Eduardo Lyra, CEO da Gerando Falcões, projeto social que promove a capacitação de jovens da periferia, classifica as ações afirmativas como “medidas de sobrevivência” para as empresas. “É impossível inovar com um grupo de pessoas parecidas, que estudaram nas mesmas universidades, frequentaram os mesmos lugares”, diz. “É preciso haver um complemento de CEP, cor e background”, reforça o empreendedor, apoiado em seu projeto por empresários como Jorge Paulo Lemann e Carlos Wizard Martins. O preconceito, porém, persiste. “Noto a surpresa de algumas pessoas quando me veem numa reunião de lideranças, já que não pertenço ao estereótipo esperado”, afirma Paulo Alencastro, vice-presidente de fusões e aquisições da startup Acesso Digital.
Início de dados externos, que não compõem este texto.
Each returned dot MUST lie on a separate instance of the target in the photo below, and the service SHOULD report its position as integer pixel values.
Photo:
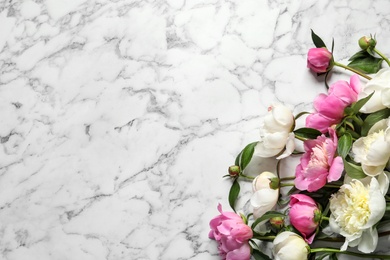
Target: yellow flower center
(350, 207)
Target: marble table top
(119, 118)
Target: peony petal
(336, 169)
(369, 241)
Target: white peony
(373, 150)
(289, 246)
(380, 83)
(355, 209)
(264, 197)
(276, 133)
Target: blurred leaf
(233, 194)
(360, 103)
(258, 255)
(366, 63)
(266, 216)
(318, 42)
(246, 155)
(344, 145)
(373, 118)
(354, 171)
(307, 133)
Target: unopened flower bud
(234, 170)
(277, 222)
(367, 42)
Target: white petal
(369, 241)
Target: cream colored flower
(380, 83)
(276, 133)
(264, 197)
(373, 150)
(289, 246)
(355, 209)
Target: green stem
(246, 176)
(287, 178)
(338, 251)
(351, 69)
(264, 238)
(382, 55)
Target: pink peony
(232, 235)
(318, 163)
(330, 108)
(303, 210)
(319, 59)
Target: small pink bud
(304, 216)
(319, 60)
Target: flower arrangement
(339, 194)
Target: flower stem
(334, 250)
(382, 55)
(246, 176)
(351, 69)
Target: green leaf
(367, 63)
(307, 133)
(246, 155)
(354, 171)
(258, 255)
(359, 104)
(373, 118)
(266, 216)
(233, 194)
(318, 42)
(344, 145)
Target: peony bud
(234, 170)
(367, 42)
(277, 222)
(289, 246)
(304, 216)
(264, 198)
(319, 60)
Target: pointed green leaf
(233, 194)
(318, 42)
(359, 104)
(247, 154)
(266, 216)
(307, 133)
(354, 171)
(258, 255)
(344, 145)
(373, 118)
(367, 64)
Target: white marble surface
(119, 118)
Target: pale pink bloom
(330, 108)
(303, 210)
(232, 235)
(318, 59)
(319, 164)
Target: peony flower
(330, 108)
(355, 209)
(319, 164)
(264, 198)
(373, 150)
(380, 83)
(276, 133)
(319, 59)
(232, 235)
(304, 216)
(289, 246)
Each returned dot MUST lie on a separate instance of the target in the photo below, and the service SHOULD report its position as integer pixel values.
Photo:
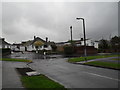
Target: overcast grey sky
(22, 20)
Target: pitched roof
(3, 42)
(38, 39)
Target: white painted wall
(22, 48)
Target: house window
(45, 46)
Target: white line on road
(102, 76)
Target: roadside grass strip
(40, 81)
(104, 64)
(78, 59)
(14, 59)
(116, 59)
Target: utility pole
(85, 51)
(71, 33)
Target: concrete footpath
(10, 77)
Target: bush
(68, 49)
(5, 51)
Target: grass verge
(14, 59)
(104, 64)
(116, 59)
(41, 81)
(78, 59)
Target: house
(37, 44)
(79, 46)
(4, 44)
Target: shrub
(68, 49)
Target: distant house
(4, 44)
(16, 47)
(79, 46)
(36, 44)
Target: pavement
(68, 74)
(109, 59)
(76, 76)
(10, 77)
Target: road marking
(102, 76)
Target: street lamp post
(71, 33)
(85, 51)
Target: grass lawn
(104, 64)
(41, 81)
(78, 59)
(14, 59)
(116, 59)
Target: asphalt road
(70, 75)
(76, 76)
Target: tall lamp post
(71, 33)
(85, 51)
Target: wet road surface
(72, 75)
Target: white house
(4, 44)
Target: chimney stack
(34, 37)
(46, 39)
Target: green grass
(116, 59)
(14, 59)
(40, 81)
(78, 59)
(104, 64)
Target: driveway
(10, 77)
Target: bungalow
(4, 44)
(37, 44)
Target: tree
(115, 43)
(54, 47)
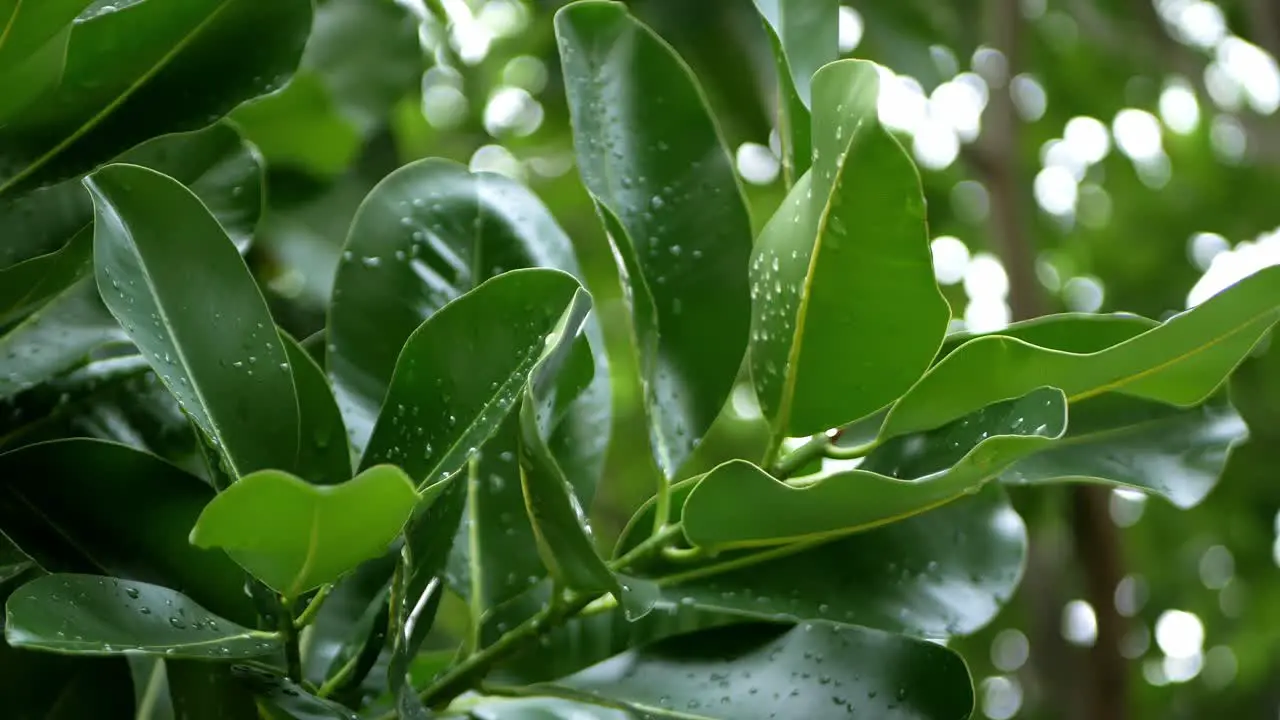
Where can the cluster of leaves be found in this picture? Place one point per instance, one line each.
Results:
(213, 519)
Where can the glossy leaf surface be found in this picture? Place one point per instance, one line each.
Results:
(59, 687)
(653, 159)
(1178, 454)
(804, 39)
(109, 101)
(100, 507)
(1182, 361)
(461, 372)
(284, 700)
(425, 235)
(749, 673)
(324, 456)
(361, 57)
(739, 505)
(430, 537)
(206, 691)
(560, 523)
(845, 313)
(295, 536)
(195, 311)
(97, 615)
(941, 573)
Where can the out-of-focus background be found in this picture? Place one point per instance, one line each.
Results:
(1077, 155)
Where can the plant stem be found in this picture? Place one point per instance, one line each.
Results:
(312, 609)
(650, 545)
(472, 669)
(339, 677)
(292, 652)
(818, 446)
(469, 673)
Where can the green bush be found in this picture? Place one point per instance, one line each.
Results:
(208, 518)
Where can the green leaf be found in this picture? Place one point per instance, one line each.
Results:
(941, 573)
(588, 638)
(109, 101)
(324, 456)
(429, 538)
(1180, 361)
(462, 229)
(846, 314)
(30, 26)
(361, 58)
(32, 50)
(542, 709)
(664, 186)
(296, 537)
(560, 523)
(55, 338)
(1115, 440)
(287, 701)
(100, 507)
(60, 687)
(206, 691)
(804, 36)
(428, 233)
(96, 615)
(462, 369)
(49, 232)
(764, 671)
(739, 505)
(193, 310)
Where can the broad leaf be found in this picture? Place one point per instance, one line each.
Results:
(100, 507)
(767, 671)
(461, 372)
(542, 709)
(109, 101)
(195, 311)
(739, 505)
(560, 523)
(296, 537)
(1180, 361)
(58, 687)
(1178, 454)
(206, 691)
(428, 233)
(287, 701)
(49, 245)
(845, 313)
(324, 456)
(49, 232)
(32, 50)
(941, 573)
(664, 186)
(424, 556)
(804, 36)
(97, 615)
(55, 338)
(361, 58)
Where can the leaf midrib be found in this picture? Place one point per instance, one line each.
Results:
(214, 425)
(119, 100)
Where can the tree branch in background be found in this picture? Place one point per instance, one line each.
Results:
(1097, 542)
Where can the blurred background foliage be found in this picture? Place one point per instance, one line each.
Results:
(1089, 155)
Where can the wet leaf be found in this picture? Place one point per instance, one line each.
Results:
(663, 182)
(845, 311)
(195, 311)
(739, 505)
(295, 536)
(97, 615)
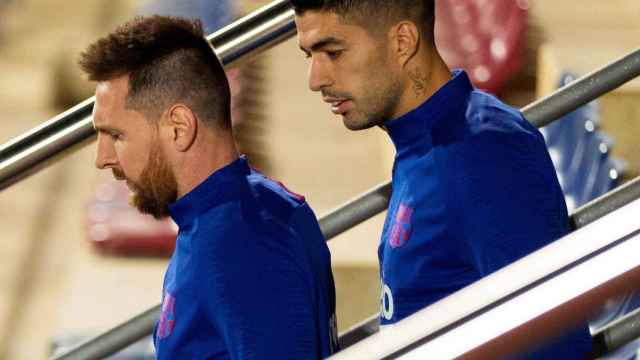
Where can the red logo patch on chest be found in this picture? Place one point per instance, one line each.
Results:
(401, 228)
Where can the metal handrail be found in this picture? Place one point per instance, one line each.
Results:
(527, 302)
(235, 43)
(582, 217)
(247, 37)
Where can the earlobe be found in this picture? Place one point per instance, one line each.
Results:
(184, 126)
(407, 39)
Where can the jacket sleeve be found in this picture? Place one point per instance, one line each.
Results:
(507, 196)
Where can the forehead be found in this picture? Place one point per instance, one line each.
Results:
(109, 110)
(318, 26)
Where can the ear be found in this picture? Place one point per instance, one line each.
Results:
(405, 38)
(183, 124)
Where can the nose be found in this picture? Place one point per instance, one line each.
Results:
(105, 154)
(319, 75)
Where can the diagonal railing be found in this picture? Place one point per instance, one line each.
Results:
(238, 42)
(376, 201)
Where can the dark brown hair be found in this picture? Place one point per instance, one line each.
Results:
(369, 13)
(168, 61)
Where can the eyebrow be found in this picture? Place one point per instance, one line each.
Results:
(105, 129)
(319, 45)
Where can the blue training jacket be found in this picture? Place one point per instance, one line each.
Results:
(250, 277)
(474, 189)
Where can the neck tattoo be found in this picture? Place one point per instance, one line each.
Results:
(419, 82)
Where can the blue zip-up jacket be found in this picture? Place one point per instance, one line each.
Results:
(250, 277)
(474, 189)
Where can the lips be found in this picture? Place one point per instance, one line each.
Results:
(339, 106)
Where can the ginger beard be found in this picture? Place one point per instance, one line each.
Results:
(155, 189)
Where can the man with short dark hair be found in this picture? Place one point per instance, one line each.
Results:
(251, 274)
(474, 188)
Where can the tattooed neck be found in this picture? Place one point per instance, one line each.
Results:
(419, 82)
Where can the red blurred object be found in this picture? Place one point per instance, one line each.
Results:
(115, 227)
(485, 37)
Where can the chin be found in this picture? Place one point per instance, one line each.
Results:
(358, 124)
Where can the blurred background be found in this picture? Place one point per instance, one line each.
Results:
(74, 261)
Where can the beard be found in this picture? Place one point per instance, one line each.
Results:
(156, 188)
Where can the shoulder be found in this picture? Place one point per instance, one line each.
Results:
(274, 196)
(487, 114)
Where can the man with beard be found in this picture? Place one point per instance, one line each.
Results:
(251, 274)
(474, 188)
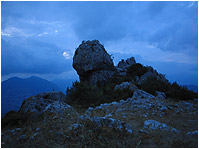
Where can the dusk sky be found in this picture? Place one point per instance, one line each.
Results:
(40, 38)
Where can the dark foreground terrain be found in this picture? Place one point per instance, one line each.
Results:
(45, 120)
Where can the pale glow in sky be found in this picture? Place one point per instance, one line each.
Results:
(161, 34)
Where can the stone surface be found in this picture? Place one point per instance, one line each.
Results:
(123, 65)
(109, 122)
(160, 95)
(142, 94)
(92, 62)
(154, 125)
(193, 133)
(125, 85)
(37, 104)
(151, 73)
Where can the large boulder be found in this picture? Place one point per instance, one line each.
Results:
(92, 62)
(124, 64)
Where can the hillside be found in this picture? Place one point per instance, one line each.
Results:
(15, 90)
(128, 105)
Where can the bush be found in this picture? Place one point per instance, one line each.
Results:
(173, 91)
(180, 93)
(152, 84)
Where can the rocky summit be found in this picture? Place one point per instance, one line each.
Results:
(92, 62)
(128, 105)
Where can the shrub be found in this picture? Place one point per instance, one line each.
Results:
(152, 84)
(180, 93)
(174, 91)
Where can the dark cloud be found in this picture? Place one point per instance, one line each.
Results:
(32, 32)
(33, 57)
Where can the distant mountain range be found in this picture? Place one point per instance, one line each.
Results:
(63, 84)
(192, 88)
(15, 90)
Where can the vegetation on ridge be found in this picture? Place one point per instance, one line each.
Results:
(84, 95)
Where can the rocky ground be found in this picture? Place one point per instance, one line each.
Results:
(143, 120)
(140, 121)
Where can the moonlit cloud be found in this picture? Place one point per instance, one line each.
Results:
(66, 55)
(163, 34)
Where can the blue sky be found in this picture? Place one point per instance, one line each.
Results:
(39, 38)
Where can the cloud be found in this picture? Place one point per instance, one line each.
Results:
(32, 57)
(154, 32)
(66, 55)
(14, 32)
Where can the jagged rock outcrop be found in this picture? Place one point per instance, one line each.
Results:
(151, 73)
(93, 63)
(122, 66)
(48, 102)
(125, 85)
(154, 125)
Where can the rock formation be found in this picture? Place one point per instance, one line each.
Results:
(93, 63)
(123, 65)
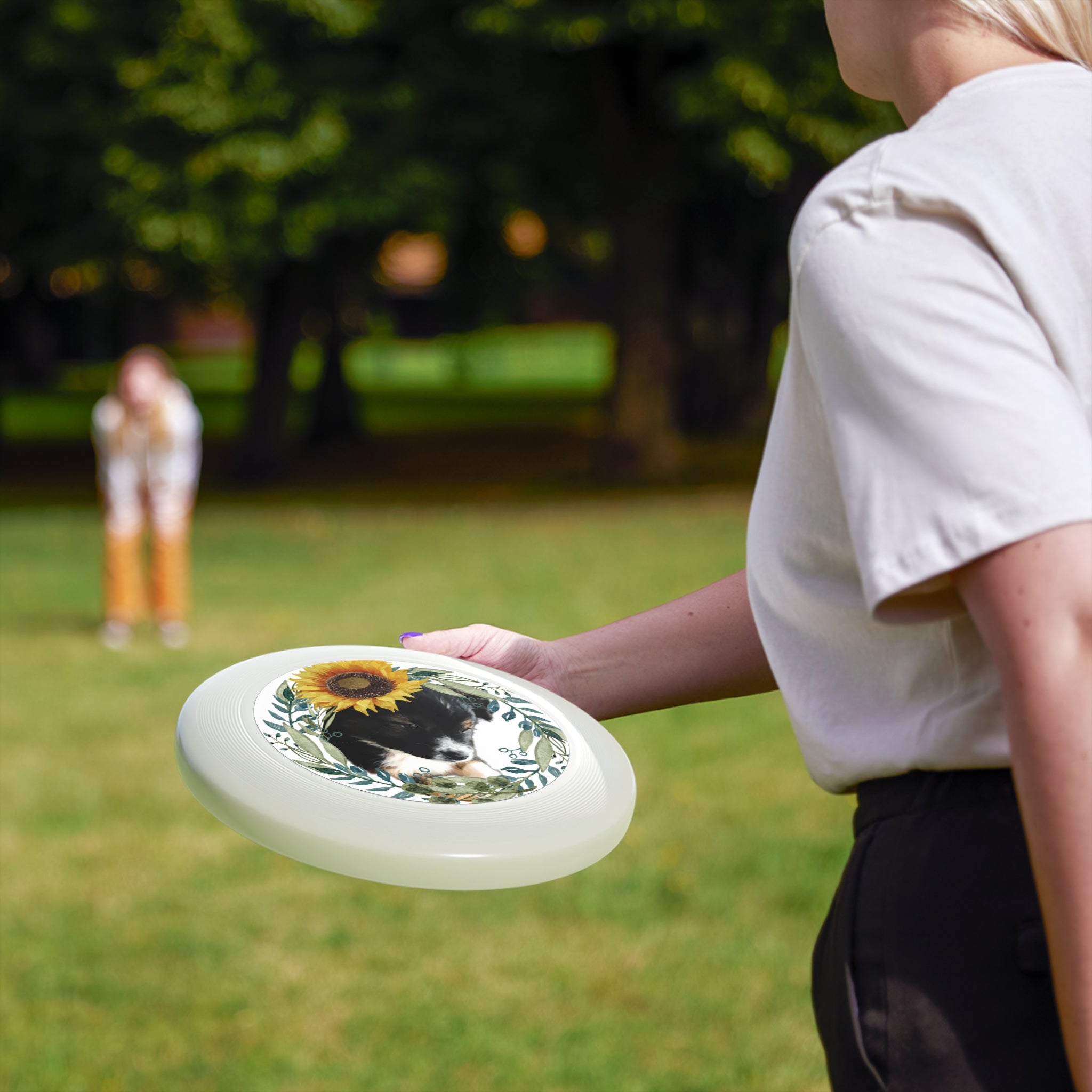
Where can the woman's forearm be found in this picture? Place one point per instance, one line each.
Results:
(1051, 737)
(1032, 604)
(699, 648)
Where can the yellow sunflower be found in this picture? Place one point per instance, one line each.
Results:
(363, 685)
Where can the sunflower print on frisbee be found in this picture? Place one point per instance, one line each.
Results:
(363, 685)
(512, 747)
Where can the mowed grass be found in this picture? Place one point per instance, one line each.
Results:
(148, 947)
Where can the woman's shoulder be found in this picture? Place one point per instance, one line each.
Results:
(108, 414)
(996, 149)
(179, 412)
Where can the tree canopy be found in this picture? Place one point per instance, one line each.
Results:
(267, 148)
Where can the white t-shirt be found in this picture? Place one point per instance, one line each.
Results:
(139, 470)
(935, 405)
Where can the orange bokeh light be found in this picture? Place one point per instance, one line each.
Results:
(412, 262)
(526, 234)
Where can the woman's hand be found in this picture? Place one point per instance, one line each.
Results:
(699, 648)
(532, 660)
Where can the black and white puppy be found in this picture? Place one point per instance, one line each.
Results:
(430, 735)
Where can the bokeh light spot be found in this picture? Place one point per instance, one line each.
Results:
(412, 262)
(526, 234)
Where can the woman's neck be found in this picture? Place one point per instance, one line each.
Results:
(938, 54)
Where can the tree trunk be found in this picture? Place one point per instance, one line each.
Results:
(263, 451)
(641, 180)
(645, 421)
(334, 413)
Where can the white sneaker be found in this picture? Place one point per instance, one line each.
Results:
(115, 635)
(175, 635)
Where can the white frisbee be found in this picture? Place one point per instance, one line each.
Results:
(405, 768)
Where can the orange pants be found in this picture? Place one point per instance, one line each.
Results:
(124, 576)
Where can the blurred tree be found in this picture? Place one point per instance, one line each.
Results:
(698, 114)
(263, 149)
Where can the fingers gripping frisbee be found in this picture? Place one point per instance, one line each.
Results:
(405, 768)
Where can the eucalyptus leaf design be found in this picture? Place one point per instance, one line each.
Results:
(306, 744)
(544, 753)
(536, 754)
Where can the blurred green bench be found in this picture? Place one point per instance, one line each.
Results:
(508, 377)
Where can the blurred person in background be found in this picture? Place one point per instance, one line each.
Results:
(920, 555)
(148, 443)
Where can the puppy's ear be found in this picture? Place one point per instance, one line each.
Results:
(480, 707)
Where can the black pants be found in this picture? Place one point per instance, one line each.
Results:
(930, 972)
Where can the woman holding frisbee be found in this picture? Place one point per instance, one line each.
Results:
(920, 555)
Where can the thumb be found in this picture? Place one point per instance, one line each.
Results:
(446, 643)
(484, 645)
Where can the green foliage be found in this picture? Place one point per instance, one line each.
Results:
(147, 946)
(226, 134)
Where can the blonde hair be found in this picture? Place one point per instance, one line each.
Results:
(158, 431)
(1059, 28)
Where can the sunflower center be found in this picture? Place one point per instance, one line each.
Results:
(358, 685)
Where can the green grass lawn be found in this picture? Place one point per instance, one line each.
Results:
(148, 947)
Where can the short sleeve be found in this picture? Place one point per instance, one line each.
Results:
(953, 429)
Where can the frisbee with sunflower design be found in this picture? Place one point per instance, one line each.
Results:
(338, 756)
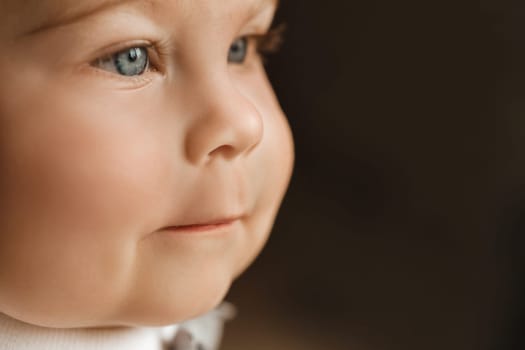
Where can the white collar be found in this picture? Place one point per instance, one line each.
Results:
(16, 335)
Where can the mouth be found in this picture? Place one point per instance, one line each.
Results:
(205, 226)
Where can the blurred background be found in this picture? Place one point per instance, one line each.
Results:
(402, 228)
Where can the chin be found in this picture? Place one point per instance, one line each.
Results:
(164, 311)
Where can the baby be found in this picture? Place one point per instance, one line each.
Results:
(143, 159)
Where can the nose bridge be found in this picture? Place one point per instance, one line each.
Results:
(225, 123)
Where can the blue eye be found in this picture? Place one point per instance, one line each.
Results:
(238, 51)
(130, 62)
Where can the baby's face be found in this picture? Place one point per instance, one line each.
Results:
(143, 156)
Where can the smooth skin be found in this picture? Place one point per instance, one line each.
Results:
(98, 166)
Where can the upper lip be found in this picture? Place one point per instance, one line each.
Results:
(209, 222)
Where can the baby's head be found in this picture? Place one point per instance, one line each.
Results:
(143, 153)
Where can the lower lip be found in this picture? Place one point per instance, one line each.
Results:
(201, 228)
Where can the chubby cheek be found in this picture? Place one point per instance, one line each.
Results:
(270, 166)
(81, 176)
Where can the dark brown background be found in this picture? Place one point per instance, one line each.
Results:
(401, 229)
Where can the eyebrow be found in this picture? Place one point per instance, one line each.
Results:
(63, 19)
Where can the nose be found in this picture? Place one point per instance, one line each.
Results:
(225, 124)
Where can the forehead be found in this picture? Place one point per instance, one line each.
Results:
(37, 14)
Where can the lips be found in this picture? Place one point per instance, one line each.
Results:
(206, 225)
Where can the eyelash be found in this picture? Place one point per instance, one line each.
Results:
(265, 44)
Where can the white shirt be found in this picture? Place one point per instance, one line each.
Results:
(206, 329)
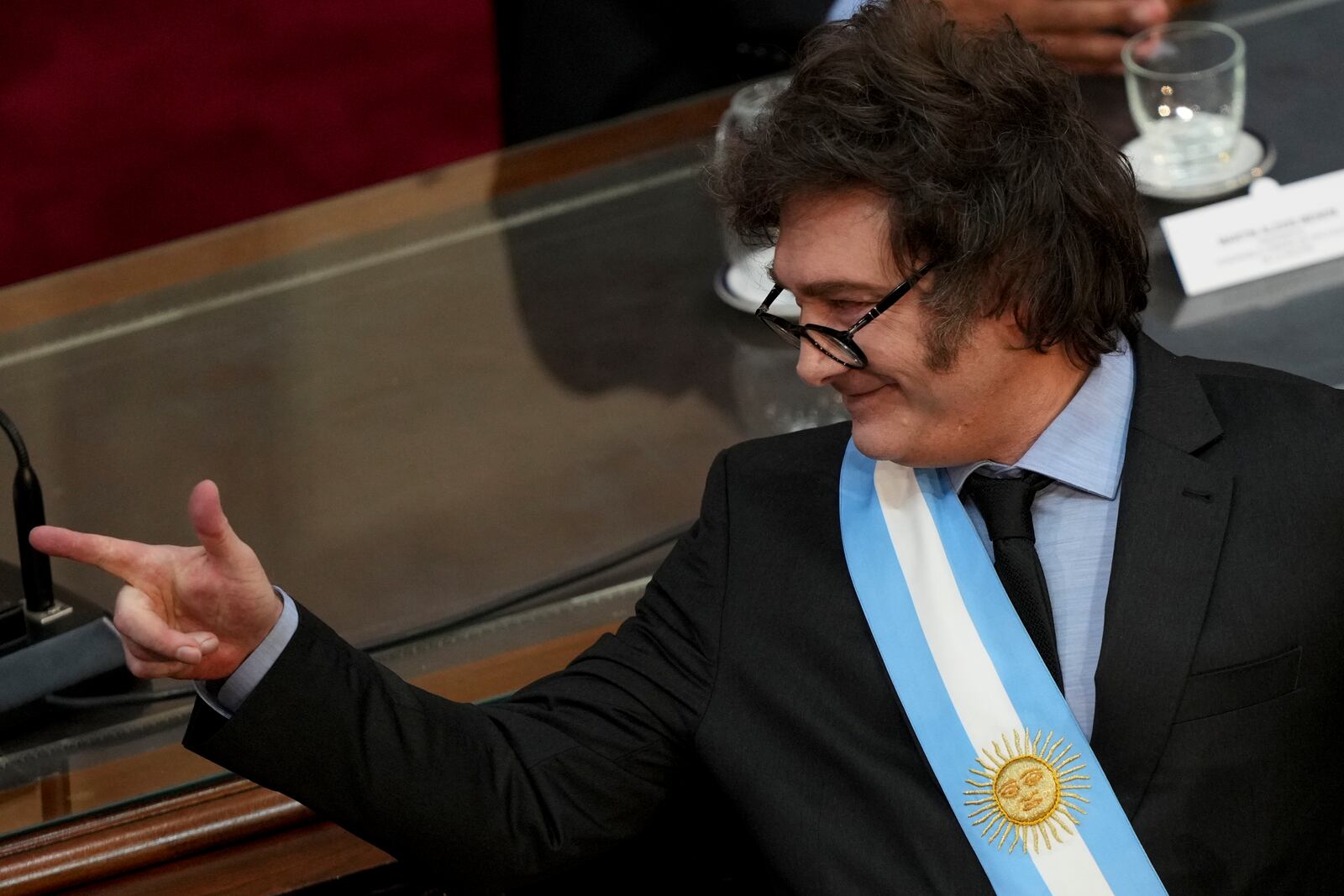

Embrionário mas extremamente importante, o movimento na iniciativa privada é um complemento necessário às ações públicas já tomadas. Implementadas há pouco menos de uma década, as cotas raciais nas universidades apresentam perceptíveis resultados. Segundo o IBGE, o número de negros e pardos matriculados em faculdades públicas dobrou desde o início do programa e superou o de brancos pela primeira vez em 2018. Rachel Maia, presidente do conselho consultivo do Unicef e que assumiu cargos executivos na Tiffany, Pandora e Lacoste, vê um futuro promissor para ações desse tipo. “Os programas de inclusão não são um favor para os negros”, diz. “Havia um enorme atraso, que agora está sendo compensado com a presença de negros nas universidades e empresas.” O caminho em direção à igualdade é longo, mas os primeiros passos — que exigem extrema coragem — estão sendo dados.